Such patterning is further disclosed, of course, when the investigator, having completed his measurement of single properties, proceeds to examine the positive or negative correlations between properties. References to the devil and to writing may be found to go together in certain folk tales; or a psychotherapy patient may tend to dissociate his thoughts of mother from his thoughts of homosexuality (e.g., Osgood's contingency analysis in Work Conference in Content Analysis 1959, pp. 54–78). Some content analysts apply statistical tests to estimate the likelihood that such correlations are due entirely to chance, although there are often problems of appropriateness of the particular tests (as when the several communications of selected individuals may not meet the assumptions of statistical independence).
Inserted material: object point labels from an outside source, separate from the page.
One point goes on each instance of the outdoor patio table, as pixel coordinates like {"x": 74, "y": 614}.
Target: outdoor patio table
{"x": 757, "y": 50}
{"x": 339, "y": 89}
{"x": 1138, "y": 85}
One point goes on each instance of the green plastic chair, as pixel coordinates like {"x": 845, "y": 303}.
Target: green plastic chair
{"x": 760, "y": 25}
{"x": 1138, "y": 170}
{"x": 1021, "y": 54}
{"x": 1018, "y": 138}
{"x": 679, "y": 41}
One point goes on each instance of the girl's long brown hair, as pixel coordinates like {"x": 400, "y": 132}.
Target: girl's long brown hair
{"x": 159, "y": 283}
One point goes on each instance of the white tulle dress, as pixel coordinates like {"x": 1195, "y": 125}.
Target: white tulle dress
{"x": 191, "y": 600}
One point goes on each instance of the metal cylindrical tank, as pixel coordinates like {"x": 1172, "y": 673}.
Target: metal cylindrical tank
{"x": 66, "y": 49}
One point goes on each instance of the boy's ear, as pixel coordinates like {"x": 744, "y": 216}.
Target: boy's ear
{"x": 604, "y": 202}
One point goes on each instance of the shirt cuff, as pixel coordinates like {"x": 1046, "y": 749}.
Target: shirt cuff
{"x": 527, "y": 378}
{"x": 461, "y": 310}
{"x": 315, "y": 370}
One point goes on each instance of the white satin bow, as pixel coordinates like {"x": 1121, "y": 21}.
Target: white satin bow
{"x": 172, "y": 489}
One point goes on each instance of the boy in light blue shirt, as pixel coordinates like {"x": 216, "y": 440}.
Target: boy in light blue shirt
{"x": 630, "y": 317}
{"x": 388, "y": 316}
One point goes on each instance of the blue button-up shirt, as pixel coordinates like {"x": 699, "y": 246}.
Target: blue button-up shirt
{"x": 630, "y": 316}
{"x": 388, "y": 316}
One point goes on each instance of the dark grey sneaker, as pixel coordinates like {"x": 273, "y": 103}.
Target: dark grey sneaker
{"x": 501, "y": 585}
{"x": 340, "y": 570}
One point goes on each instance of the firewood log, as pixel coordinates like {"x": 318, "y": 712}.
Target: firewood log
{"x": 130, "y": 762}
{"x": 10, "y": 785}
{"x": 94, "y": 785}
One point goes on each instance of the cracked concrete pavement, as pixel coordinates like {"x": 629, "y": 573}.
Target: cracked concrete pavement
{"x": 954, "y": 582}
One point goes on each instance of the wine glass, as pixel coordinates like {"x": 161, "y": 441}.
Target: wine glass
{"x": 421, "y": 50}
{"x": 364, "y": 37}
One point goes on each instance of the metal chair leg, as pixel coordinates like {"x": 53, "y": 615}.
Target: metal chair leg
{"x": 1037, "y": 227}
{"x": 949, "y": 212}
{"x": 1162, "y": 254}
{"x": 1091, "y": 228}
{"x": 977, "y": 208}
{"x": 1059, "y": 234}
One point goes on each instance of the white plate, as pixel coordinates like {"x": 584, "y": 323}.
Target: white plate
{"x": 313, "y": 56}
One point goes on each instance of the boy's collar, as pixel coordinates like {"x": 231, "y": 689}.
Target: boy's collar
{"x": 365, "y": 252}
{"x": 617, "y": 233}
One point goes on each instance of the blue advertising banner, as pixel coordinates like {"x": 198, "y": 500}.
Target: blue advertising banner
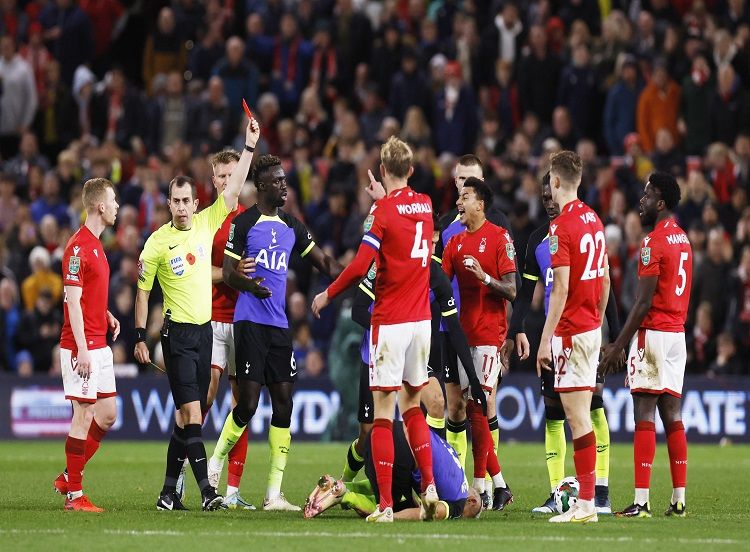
{"x": 713, "y": 409}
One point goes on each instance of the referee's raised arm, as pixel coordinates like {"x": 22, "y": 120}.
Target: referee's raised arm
{"x": 239, "y": 174}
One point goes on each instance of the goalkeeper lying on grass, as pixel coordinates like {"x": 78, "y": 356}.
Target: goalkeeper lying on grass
{"x": 456, "y": 498}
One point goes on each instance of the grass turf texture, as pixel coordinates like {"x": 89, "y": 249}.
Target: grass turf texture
{"x": 124, "y": 478}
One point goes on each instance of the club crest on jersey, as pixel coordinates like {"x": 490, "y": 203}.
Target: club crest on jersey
{"x": 74, "y": 265}
{"x": 553, "y": 244}
{"x": 178, "y": 266}
{"x": 645, "y": 255}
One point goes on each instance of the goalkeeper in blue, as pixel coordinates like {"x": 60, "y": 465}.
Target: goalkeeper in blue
{"x": 457, "y": 500}
{"x": 538, "y": 269}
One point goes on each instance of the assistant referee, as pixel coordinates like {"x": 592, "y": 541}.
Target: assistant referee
{"x": 179, "y": 254}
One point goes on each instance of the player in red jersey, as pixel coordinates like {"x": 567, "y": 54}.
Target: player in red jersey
{"x": 483, "y": 260}
{"x": 656, "y": 361}
{"x": 85, "y": 359}
{"x": 572, "y": 332}
{"x": 398, "y": 233}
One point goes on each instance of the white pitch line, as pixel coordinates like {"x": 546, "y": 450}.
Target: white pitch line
{"x": 366, "y": 535}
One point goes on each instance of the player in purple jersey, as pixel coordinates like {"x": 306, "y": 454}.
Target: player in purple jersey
{"x": 456, "y": 498}
{"x": 263, "y": 342}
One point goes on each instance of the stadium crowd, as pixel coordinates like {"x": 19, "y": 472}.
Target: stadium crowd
{"x": 141, "y": 91}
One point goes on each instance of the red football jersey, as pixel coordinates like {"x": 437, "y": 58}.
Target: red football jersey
{"x": 577, "y": 240}
{"x": 400, "y": 229}
{"x": 85, "y": 265}
{"x": 483, "y": 315}
{"x": 223, "y": 298}
{"x": 667, "y": 254}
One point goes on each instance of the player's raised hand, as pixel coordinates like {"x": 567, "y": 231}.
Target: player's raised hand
{"x": 477, "y": 393}
{"x": 141, "y": 353}
{"x": 374, "y": 188}
{"x": 544, "y": 357}
{"x": 83, "y": 363}
{"x": 522, "y": 344}
{"x": 319, "y": 303}
{"x": 473, "y": 266}
{"x": 611, "y": 360}
{"x": 114, "y": 325}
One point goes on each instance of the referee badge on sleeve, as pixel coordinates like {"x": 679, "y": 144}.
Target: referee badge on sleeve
{"x": 553, "y": 244}
{"x": 74, "y": 265}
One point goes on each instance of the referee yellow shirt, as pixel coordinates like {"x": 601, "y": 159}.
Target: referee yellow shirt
{"x": 181, "y": 259}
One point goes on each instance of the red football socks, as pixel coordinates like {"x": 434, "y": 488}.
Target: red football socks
{"x": 381, "y": 438}
{"x": 584, "y": 458}
{"x": 481, "y": 439}
{"x": 237, "y": 457}
{"x": 677, "y": 447}
{"x": 418, "y": 434}
{"x": 93, "y": 439}
{"x": 75, "y": 457}
{"x": 644, "y": 448}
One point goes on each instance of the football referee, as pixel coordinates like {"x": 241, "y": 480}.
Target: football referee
{"x": 179, "y": 254}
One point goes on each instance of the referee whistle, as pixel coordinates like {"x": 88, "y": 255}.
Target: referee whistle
{"x": 247, "y": 110}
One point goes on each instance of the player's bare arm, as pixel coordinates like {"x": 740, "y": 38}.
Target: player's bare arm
{"x": 239, "y": 174}
{"x": 235, "y": 276}
{"x": 613, "y": 355}
{"x": 141, "y": 318}
{"x": 73, "y": 297}
{"x": 557, "y": 299}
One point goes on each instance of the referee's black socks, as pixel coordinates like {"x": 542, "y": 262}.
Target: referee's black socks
{"x": 196, "y": 452}
{"x": 175, "y": 459}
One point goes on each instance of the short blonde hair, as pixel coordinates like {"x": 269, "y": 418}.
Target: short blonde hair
{"x": 567, "y": 165}
{"x": 396, "y": 157}
{"x": 224, "y": 158}
{"x": 93, "y": 192}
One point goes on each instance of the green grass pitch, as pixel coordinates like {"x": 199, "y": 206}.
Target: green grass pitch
{"x": 124, "y": 478}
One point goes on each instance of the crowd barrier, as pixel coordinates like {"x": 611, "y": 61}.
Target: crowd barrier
{"x": 35, "y": 408}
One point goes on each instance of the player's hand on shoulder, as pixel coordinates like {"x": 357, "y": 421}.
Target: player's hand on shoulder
{"x": 319, "y": 303}
{"x": 611, "y": 359}
{"x": 83, "y": 363}
{"x": 473, "y": 266}
{"x": 544, "y": 357}
{"x": 522, "y": 344}
{"x": 374, "y": 188}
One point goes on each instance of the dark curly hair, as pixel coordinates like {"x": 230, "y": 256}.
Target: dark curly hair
{"x": 669, "y": 190}
{"x": 262, "y": 165}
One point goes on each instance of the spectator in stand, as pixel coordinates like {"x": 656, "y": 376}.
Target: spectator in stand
{"x": 56, "y": 121}
{"x": 42, "y": 278}
{"x": 666, "y": 157}
{"x": 69, "y": 35}
{"x": 694, "y": 121}
{"x": 39, "y": 331}
{"x": 117, "y": 111}
{"x": 538, "y": 76}
{"x": 621, "y": 104}
{"x": 729, "y": 108}
{"x": 454, "y": 114}
{"x": 658, "y": 106}
{"x": 168, "y": 116}
{"x": 579, "y": 92}
{"x": 18, "y": 101}
{"x": 165, "y": 48}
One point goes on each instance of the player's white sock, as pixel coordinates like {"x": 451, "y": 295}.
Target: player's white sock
{"x": 498, "y": 481}
{"x": 479, "y": 484}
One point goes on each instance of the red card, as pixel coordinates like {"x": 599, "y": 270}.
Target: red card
{"x": 247, "y": 110}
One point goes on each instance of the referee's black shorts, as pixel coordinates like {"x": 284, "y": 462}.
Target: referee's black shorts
{"x": 187, "y": 356}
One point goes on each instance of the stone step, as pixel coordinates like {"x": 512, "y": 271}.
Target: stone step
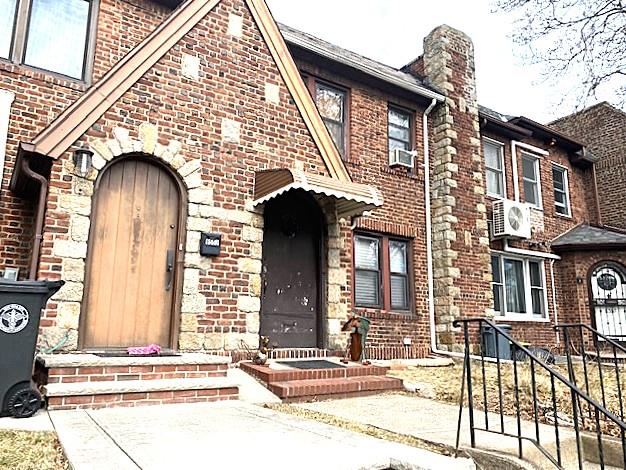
{"x": 69, "y": 368}
{"x": 303, "y": 390}
{"x": 269, "y": 375}
{"x": 74, "y": 395}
Utility of composite measurement. The characteristic two-stage measurement procedure of first coding and then combining content units often enhances the precision possible in simple over-all measurement, while intercoder reliability is reportedly high. Coding rules can be defined more specifically and coding decisions made more easily for a small content unit than for an entire communication (see Schneider & Dornbusch 1958, pp. 165–169, for a comparison of global ratings of entire books with paragraph-by-paragraph ratings of the same books). Although the detailed procedure is typically more time consuming and laborious, computer programs will without doubt be increasingly used to expedite a number of these operations (e.g., the General Inquirer system for content analysis, Stone et al. 1962). Mathematically, the composite measure is quantitative, a characteristic which often facilitates its use in relation to other measures. Even though each act or unit of meaning may be coded on a nominal scale (described in words as favorable or unfavorable, showing or not showing solidarity, etc.) at the first stage of the procedure, at the second stage, when all these codes are combined, the resultant measure consists of numbers or proportions (of remarks that are favorable or of group activities that show solidarity). Such numerical data are used to classify the individuals or groups along scales that are at least at the ordinal level.
Nevertheless, the quantitative, precise appearance of many composite measures used in content analysis may be deceptive. Without a clear correspondence between measurement operations and the communication process, serious problems of interpretation arise.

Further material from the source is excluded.